Little Big Man (1970), Jumping From Horseback to Horseback
Gator (1976), Pickup Truck Rollover
GM Pickup Truck Canal Jump
In the mid 1970s, General Motors was interested in creating an exciting 20-minute stunt film that it could show in its dealerships to keep customers entertained. Needham proposed jumping a pickup truck across a 140-foot-long canal, and GM signed on. He says, “We didn’t have enough room to just use the engine in the truck, so we mounted a 15,000-pound-thrust, hydrogen-peroxide rocket on the back.” Needham only had 50 or 60 yards to get the truck up to speed before the end of the ramp and knew he would have to be going at least 100 mph to get over the canal. “When my front wheels hit that ramp, I hit the rocket. It was so powerful that the back wheels couldn’t keep up with the thrust of the rocket and it left black marks from the back tires skidding. The nose of the truck just kept rising and rising and rising.

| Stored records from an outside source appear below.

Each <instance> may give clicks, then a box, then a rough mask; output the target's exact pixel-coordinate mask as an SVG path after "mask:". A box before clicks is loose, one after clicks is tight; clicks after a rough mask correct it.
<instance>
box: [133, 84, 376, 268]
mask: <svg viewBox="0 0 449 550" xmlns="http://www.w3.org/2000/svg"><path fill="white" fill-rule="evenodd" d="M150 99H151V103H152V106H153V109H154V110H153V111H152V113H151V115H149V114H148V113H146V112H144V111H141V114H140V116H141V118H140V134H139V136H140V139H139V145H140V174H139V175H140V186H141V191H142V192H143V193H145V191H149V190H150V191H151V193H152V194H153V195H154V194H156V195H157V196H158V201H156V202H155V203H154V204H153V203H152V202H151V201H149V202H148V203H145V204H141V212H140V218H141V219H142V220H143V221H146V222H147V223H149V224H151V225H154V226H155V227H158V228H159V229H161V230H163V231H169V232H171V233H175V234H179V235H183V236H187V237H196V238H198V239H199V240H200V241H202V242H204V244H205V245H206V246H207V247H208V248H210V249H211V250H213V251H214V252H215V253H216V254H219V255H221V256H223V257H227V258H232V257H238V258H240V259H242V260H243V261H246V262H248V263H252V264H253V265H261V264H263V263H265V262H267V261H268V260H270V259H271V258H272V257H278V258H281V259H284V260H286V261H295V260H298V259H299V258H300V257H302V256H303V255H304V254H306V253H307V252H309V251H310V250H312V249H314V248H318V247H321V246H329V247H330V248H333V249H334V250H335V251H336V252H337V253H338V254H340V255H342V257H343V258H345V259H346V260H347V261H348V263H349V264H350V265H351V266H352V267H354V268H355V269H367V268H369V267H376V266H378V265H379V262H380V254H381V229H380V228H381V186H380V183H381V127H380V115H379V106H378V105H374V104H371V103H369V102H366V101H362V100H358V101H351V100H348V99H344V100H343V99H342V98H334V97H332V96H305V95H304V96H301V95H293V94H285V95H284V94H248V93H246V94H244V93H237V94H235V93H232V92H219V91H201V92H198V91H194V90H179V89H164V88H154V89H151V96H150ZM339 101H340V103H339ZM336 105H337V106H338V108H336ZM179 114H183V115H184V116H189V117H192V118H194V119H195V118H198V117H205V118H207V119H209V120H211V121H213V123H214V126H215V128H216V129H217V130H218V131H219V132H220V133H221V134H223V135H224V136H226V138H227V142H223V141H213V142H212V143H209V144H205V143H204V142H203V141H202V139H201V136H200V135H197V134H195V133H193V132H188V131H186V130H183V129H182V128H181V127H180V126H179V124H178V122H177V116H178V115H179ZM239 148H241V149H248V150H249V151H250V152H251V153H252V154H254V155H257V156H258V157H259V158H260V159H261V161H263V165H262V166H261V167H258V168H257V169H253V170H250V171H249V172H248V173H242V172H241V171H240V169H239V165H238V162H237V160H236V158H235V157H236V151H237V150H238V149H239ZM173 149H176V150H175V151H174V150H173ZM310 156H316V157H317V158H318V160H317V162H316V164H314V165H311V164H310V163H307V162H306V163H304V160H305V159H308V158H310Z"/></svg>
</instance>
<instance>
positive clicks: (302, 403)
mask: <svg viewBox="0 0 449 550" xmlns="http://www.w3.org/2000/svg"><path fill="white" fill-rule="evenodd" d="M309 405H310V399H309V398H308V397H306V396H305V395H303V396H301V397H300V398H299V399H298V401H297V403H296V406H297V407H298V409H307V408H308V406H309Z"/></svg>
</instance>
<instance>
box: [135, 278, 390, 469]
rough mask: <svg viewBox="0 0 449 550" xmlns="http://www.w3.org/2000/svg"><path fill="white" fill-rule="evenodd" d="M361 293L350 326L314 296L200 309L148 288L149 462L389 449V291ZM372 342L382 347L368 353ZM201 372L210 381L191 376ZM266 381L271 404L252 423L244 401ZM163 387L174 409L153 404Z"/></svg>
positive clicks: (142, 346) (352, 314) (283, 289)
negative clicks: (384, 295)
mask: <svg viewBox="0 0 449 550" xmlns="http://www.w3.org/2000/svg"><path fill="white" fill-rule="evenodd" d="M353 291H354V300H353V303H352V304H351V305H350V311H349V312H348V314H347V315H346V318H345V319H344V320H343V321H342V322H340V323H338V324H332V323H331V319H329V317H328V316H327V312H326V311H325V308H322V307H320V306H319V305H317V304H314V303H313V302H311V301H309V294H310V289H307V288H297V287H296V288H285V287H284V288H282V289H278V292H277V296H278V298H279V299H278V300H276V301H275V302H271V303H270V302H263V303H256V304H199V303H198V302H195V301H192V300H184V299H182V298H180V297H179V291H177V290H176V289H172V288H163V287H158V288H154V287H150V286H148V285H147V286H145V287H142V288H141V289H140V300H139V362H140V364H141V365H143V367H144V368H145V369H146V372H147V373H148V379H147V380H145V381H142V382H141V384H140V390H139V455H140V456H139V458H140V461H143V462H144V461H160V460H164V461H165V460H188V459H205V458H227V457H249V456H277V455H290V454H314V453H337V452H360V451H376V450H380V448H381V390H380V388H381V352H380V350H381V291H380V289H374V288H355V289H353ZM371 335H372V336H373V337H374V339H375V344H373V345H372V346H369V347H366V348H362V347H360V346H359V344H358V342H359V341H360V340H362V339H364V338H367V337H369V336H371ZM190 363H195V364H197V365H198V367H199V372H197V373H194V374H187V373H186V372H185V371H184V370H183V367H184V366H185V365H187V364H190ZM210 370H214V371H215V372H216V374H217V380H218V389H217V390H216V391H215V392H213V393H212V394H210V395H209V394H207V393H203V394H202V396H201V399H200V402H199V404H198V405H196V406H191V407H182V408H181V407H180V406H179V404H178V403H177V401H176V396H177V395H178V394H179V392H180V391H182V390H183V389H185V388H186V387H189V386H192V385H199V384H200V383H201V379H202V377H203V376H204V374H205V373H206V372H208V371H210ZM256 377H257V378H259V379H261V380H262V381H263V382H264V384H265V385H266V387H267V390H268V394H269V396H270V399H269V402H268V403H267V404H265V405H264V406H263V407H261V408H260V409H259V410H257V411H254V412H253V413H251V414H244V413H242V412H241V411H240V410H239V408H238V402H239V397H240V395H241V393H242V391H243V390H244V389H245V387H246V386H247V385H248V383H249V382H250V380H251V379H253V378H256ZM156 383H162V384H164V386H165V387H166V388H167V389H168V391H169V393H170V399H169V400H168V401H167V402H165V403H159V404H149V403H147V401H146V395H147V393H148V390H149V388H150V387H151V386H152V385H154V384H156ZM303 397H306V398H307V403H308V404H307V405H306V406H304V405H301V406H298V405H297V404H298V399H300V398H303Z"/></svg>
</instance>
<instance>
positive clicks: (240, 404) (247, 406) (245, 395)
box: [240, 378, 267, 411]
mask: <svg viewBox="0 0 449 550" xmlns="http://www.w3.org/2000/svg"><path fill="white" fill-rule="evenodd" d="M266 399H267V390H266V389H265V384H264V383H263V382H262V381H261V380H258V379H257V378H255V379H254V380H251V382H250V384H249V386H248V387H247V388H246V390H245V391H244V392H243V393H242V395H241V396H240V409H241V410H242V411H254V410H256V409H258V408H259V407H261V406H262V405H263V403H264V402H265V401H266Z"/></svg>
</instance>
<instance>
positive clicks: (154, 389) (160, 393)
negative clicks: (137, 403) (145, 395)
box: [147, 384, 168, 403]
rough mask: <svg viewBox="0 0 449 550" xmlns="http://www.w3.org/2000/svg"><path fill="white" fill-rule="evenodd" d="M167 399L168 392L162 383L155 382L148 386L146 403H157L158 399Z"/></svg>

I lost the ramp on the other side—couldn’t see it at all—I was looking at blue sky.” The truck landed tail-first and the force of the impact whipped the nose of the truck down so hard it bent the frame and blew out the windshield and rear window. Needham was hauled off to the hospital with his first broken back, a compression fracture. “This thing had a telemetry system we wired up in the cab . . .I pulled 29 g’s when I landed on the other side,” he says.
McQ (1974), Car Rollover
“I knew if we put two bombs in and it doesn’t work, we’d only have two left, so we put them all in. The lesson I learned on this one: Powder squares itself in power.” The crew pushed the junker car up to 55 mph and Needham threw the car into a skid. “When they hit the fire button it blew that car 30 feet up in the air and I was flying upside down and backward across the desert. The power of the cannon almost bent that car in half. I landed upside down when the car finished rolling—and I wasn’t breathing.” Needham managed to crawl out the back window of the car, received mouth-to-mouth from stuntmen Gary McLarty, and was carted off the to hospital. The doctor told Needham, “You have six broken ribs, a punctured lung, broken back.” And Needham himself counted three teeth missing. Since Needham was in the hospital, he enlisted McLarty to perform the actual movie stunt (with a lot less explosives onboard) and he rolls the car several times, emerging from the wreckage unhurt.